Sementara stok batu bara, lanjutnya, masih cukup aman dan nilai ekspornya pun bagus. Namun, ekspor batu bara ini dijalankan oleh pihak swasta sehingga negara hanya mendapat untung dari pajaknya saja.

“Batu bara kita masih 40 tahun cadangannya dan ekspornya bagus. Tapi ternyata ekspor itu bukan dari pemerintah tapi swasta. Jadi untung besar, harga mahal tapi tidak masuk negara karena itu perusahaan, pemerintah cuma dapat pajaknya saja” tuturnya.

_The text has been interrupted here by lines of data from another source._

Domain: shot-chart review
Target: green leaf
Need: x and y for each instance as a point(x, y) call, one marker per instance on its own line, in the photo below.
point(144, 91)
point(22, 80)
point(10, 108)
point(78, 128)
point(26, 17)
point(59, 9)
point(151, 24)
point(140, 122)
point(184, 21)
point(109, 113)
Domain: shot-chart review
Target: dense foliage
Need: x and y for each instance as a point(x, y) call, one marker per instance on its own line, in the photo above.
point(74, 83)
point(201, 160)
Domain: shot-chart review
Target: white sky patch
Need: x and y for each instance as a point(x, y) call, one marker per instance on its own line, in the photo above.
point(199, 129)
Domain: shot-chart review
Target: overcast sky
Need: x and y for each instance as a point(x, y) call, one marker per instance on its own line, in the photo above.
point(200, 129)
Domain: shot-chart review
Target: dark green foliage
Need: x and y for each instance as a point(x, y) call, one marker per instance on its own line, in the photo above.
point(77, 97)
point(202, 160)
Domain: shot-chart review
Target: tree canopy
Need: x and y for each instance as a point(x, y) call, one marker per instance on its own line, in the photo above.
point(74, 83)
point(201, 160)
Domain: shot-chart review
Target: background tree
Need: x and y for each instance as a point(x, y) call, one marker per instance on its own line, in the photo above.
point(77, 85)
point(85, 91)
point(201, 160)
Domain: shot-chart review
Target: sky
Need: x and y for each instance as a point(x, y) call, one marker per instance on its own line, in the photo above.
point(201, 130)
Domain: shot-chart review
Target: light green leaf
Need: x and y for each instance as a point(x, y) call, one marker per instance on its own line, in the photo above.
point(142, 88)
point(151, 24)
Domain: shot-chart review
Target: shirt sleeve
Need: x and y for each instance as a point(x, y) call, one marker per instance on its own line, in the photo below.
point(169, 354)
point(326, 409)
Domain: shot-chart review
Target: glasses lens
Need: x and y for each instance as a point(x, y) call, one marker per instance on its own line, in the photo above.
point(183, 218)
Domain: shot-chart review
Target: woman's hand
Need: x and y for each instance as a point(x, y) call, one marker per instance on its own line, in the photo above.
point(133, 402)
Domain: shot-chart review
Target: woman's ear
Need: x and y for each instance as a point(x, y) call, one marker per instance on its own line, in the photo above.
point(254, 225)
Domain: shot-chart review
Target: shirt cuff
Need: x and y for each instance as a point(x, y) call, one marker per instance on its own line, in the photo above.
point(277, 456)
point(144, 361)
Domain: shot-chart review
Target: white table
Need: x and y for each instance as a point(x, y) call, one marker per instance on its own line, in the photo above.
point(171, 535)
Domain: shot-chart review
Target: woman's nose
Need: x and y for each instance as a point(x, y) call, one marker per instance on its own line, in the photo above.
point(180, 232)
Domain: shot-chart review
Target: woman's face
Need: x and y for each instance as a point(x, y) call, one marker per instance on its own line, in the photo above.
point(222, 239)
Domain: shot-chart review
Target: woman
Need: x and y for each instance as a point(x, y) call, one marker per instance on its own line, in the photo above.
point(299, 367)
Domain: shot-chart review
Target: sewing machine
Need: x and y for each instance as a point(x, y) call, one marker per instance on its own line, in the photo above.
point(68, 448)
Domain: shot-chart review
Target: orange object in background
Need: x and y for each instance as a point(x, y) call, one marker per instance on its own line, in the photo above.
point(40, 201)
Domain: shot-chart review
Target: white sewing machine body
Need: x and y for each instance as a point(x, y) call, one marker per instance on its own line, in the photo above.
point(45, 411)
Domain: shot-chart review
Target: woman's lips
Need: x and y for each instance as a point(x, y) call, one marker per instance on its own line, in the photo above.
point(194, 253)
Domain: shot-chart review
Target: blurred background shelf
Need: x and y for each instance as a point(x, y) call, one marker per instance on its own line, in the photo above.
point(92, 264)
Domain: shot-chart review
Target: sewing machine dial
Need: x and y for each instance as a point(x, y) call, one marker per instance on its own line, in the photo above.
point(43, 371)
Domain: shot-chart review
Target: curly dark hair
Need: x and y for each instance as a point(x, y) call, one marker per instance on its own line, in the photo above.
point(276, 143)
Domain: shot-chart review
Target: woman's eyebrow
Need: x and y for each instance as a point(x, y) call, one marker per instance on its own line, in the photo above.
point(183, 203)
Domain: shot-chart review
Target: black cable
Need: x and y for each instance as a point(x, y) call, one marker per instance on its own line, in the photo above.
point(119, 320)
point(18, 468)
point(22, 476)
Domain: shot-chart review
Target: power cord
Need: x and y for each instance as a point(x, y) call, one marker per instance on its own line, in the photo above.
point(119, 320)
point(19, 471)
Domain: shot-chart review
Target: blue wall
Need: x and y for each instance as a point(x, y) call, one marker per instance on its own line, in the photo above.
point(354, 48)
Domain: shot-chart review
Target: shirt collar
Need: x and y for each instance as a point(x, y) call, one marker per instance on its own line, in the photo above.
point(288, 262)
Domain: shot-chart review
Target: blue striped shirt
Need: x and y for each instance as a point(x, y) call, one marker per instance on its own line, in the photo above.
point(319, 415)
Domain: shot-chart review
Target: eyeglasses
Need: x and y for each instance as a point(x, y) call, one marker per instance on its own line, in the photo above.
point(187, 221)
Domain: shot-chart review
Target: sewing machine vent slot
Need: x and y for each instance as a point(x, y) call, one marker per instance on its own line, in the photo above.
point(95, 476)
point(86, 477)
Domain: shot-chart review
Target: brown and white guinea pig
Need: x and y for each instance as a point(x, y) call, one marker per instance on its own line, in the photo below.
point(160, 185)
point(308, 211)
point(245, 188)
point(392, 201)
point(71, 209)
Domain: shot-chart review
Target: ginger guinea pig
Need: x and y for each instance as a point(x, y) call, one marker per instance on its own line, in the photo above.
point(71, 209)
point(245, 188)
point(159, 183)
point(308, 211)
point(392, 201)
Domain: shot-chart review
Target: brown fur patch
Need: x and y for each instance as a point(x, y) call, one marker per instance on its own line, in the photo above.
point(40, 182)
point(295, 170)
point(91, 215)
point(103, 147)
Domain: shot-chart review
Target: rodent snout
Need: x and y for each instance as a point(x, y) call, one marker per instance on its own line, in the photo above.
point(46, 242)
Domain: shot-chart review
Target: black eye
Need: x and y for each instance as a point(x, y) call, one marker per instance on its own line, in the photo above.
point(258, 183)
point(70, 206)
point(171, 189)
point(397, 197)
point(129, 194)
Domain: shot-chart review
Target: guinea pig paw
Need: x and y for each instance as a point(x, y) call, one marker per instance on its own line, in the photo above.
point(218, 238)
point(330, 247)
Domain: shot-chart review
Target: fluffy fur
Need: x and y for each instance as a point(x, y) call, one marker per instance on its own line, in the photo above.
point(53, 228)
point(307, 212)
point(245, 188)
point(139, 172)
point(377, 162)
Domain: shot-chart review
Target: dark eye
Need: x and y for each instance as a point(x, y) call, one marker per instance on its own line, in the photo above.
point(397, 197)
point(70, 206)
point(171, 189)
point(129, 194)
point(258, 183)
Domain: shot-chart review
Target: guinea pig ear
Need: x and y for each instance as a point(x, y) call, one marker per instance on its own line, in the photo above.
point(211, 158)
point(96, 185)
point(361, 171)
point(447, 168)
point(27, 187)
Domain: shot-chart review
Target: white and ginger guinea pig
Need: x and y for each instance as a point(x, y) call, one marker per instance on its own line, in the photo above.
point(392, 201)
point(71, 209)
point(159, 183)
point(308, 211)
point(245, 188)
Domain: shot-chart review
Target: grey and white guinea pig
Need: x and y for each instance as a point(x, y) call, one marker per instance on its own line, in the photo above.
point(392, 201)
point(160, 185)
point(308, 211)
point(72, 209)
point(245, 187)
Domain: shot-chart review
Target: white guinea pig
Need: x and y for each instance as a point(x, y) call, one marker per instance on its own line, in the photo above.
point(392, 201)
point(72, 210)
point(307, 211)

Abdullah lalu membandingkannya dengan pertambangan di Negeri Jiran. Di Malaysia, keuntungan dari tambang bahkan lebih banyak dinikmati oleh penduduk daerah sekitaran lokasi tambang.

“Di Malaysia ada dua daerah tambang minyak hasilnya 60 persen untuk daerah, 40 untuk pusat. Kalau kita kan terbalik, semua di pusat baru dibagi ke daerah tapi kemudian ada yang bocor di jalan, diselewengkan, sehingga menetes di daerah sangat kecil sekali,” jelasnya.

Belakangan, pembahasan terkait mafia tambang tengah kembali diperbincangkan usai gaduh video Ismail Bolong yang mengungkap ada uang setoran untuk Kabareskim Polri Komjen Pol Agus Andrianto.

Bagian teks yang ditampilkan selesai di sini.